Between my childhood, into my teens and into my 20s, I was at an ideal
weight. I'm 6 feet tall. I used to be all of about 145 lbs in my
early teens, then worked up to about 155 and to 160. I was always
active, always outdoors, always playing sports. I won 3 physical
fitness awards from elem. school into middle school. In high school, I
was in track & field. My friends and I played football in the street
practically everyday. I got into biking in my late teens, but not
seriously, just for exercise. In my 20s, my activity was going out to
the nightclubs and dancing 2 or 3 times a week, for 6 hours a night.

Then, I entered my 30s and things went down hill from there. My jobs
pretty much made me sedentary like so many other Americans, and I could
no longer just eat whatever I wanted to and get away with it. I guess
you could say, what people told me finally came true: my matobilism
finally caught up up me and ran on past me.
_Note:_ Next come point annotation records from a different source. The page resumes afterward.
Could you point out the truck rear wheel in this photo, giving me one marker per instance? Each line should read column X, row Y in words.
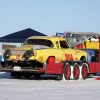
column 67, row 71
column 84, row 71
column 27, row 75
column 76, row 71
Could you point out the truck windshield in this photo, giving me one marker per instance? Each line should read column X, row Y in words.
column 38, row 42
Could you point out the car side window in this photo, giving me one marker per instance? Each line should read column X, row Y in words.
column 49, row 44
column 63, row 44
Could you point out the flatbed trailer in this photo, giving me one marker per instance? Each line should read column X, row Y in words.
column 65, row 70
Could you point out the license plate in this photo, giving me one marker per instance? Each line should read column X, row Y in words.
column 17, row 68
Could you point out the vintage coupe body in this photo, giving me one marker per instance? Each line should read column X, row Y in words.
column 36, row 51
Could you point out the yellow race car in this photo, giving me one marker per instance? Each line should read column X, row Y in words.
column 36, row 51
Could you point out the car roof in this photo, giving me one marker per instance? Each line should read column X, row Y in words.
column 47, row 37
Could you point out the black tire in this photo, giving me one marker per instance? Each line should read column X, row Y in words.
column 67, row 71
column 37, row 76
column 76, row 71
column 27, row 75
column 17, row 76
column 84, row 71
column 60, row 77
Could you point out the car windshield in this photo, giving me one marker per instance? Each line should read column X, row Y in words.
column 38, row 42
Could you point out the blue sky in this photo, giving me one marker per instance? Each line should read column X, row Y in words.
column 49, row 16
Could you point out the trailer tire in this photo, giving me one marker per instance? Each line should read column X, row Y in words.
column 67, row 71
column 76, row 71
column 84, row 71
column 37, row 76
column 27, row 75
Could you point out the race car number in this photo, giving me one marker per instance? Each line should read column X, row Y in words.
column 69, row 57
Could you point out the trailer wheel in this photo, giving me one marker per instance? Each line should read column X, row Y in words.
column 76, row 71
column 37, row 76
column 67, row 71
column 84, row 71
column 27, row 75
column 51, row 59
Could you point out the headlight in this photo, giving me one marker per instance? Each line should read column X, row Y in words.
column 27, row 54
column 7, row 54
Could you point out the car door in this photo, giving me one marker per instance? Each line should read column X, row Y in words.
column 67, row 52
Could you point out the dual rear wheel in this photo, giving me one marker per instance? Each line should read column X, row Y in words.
column 75, row 71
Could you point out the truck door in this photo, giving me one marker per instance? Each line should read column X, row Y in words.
column 67, row 52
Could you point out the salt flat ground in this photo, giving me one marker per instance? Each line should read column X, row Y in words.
column 47, row 88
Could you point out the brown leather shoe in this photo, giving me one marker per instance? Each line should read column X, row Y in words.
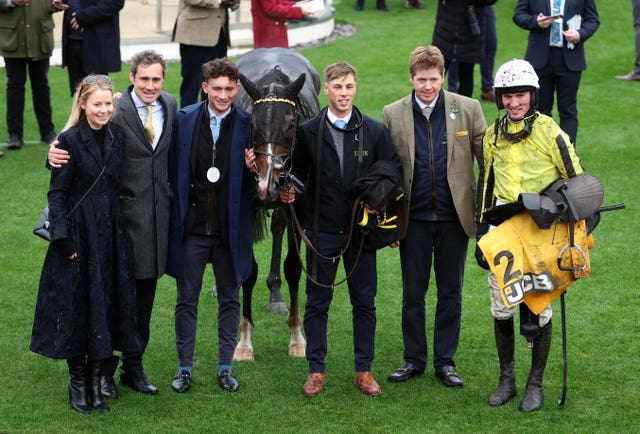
column 366, row 384
column 314, row 384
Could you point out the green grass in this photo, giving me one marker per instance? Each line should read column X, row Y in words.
column 603, row 326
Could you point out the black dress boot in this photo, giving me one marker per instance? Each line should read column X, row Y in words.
column 533, row 395
column 506, row 389
column 95, row 372
column 78, row 384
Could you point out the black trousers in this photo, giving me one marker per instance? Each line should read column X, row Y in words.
column 75, row 64
column 192, row 58
column 556, row 78
column 362, row 287
column 198, row 250
column 131, row 362
column 446, row 244
column 40, row 92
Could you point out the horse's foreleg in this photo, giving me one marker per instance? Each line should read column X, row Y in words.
column 274, row 281
column 292, row 272
column 244, row 349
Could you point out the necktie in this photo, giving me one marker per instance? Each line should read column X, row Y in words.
column 556, row 26
column 340, row 124
column 215, row 128
column 148, row 124
column 427, row 111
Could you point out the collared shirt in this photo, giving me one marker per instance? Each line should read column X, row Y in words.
column 555, row 33
column 423, row 105
column 333, row 118
column 157, row 116
column 215, row 122
column 338, row 137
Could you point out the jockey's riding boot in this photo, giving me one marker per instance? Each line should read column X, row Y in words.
column 78, row 384
column 506, row 389
column 533, row 396
column 95, row 372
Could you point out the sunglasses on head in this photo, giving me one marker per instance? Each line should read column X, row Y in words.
column 90, row 79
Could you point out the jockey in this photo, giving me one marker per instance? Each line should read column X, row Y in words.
column 524, row 151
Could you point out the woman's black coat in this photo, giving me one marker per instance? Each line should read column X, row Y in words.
column 87, row 306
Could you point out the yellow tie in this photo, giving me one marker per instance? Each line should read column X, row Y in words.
column 148, row 125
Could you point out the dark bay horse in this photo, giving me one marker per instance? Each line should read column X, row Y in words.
column 280, row 88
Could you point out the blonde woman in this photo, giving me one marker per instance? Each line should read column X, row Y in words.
column 86, row 300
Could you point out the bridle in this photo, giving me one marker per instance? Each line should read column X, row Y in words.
column 279, row 160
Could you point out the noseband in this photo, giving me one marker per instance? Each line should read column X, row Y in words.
column 279, row 160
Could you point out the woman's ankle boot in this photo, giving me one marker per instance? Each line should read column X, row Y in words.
column 78, row 384
column 97, row 399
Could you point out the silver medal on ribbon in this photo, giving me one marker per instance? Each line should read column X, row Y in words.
column 213, row 174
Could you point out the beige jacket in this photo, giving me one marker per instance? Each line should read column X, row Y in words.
column 199, row 22
column 465, row 129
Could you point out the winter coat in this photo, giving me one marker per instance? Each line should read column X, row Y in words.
column 27, row 32
column 100, row 21
column 335, row 202
column 87, row 305
column 452, row 33
column 270, row 22
column 241, row 191
column 145, row 195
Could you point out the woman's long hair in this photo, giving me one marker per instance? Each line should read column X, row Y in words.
column 86, row 87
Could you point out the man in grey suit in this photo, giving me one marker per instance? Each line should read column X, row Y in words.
column 436, row 135
column 145, row 113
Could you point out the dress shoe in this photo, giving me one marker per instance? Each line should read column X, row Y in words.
column 314, row 384
column 15, row 142
column 632, row 76
column 367, row 385
column 48, row 137
column 227, row 381
column 138, row 382
column 181, row 382
column 488, row 95
column 449, row 376
column 404, row 373
column 108, row 387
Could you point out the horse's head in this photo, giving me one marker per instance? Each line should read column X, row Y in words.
column 274, row 121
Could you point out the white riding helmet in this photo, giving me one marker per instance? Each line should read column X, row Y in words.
column 516, row 75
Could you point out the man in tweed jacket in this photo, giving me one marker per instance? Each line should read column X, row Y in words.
column 436, row 135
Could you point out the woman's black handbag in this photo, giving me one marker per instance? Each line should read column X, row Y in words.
column 41, row 228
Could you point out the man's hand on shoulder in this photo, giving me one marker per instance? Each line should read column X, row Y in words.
column 57, row 157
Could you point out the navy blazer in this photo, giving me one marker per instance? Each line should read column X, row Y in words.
column 186, row 130
column 525, row 15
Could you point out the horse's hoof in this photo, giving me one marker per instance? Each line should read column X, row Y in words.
column 297, row 350
column 243, row 354
column 278, row 307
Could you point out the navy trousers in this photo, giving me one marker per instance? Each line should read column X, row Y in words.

I saw so many of my friends turn to cycling to lose the weight. Some
of them surpassed me in weight by MANY lbs. As soon as they began
cycling, they became virtual tooth-picks! I couldn't believe me eyes.
I still can't. "What is your secret?" "What diet are you on?" ...
"Nothing, I just started bicycling."

So, then I started doing the same, and as hard as I ride, and as far as
I ride, it has done NOTHING to change my weight, and I am getting,
frankly, quite depressed. No pain, no gain? Well, I have done the
pain and showed little gain, except a fatter ass. I'm going out, riding
at least 200 miles a week with no results. Sure, my legs feel like
wrought iron underneath the layer of fat that encases it all. My
stomach keeps sneaking a little more outwardly pudge everytime I look
in the mirror. I weigh myself everyday looking for results and find
none.

I rode 100 miles this past Saturday, and when I got home, I lost about
4 or 5 lbs. I was just shy over 190. Then, I weigh myself today, and
I am just under 200. What the HECK is going on?? I'm wondering if
most of that is water gain. I mean, I felt like I couldn't get enough
to drink the past few days, and with all the liquid I am drinking,
you'd think I would be ****ing like Niagara Falls. Nope.. Just a
tinkle here and a tinkle there. So, my body must be absorbing it like
a sponge and storing it all up.

And I am finding it hard to believe that my friends (not really CLOSE
friends) are doing NOTHING aside from cycling. They must be dieting,
also. But as much as I tell myself that I will not eat a tall
cheeseburger and fries after a hard ride, it just doesn't happen. The
bad side always wins. It is SOOO hard when my body is hanging on by a
thread after a long ride in the saddle.

The odd thing is, with all the cycling I have been doing lately I can't
sit down and eat a large meal. What I used to pack away before, I can
no longer do. Value meals, etc. Whatever - I eat about half of it and
I throw the rest away because I feel full. But, even though I am
eating half the portion that I used to, I am NOT losing weight.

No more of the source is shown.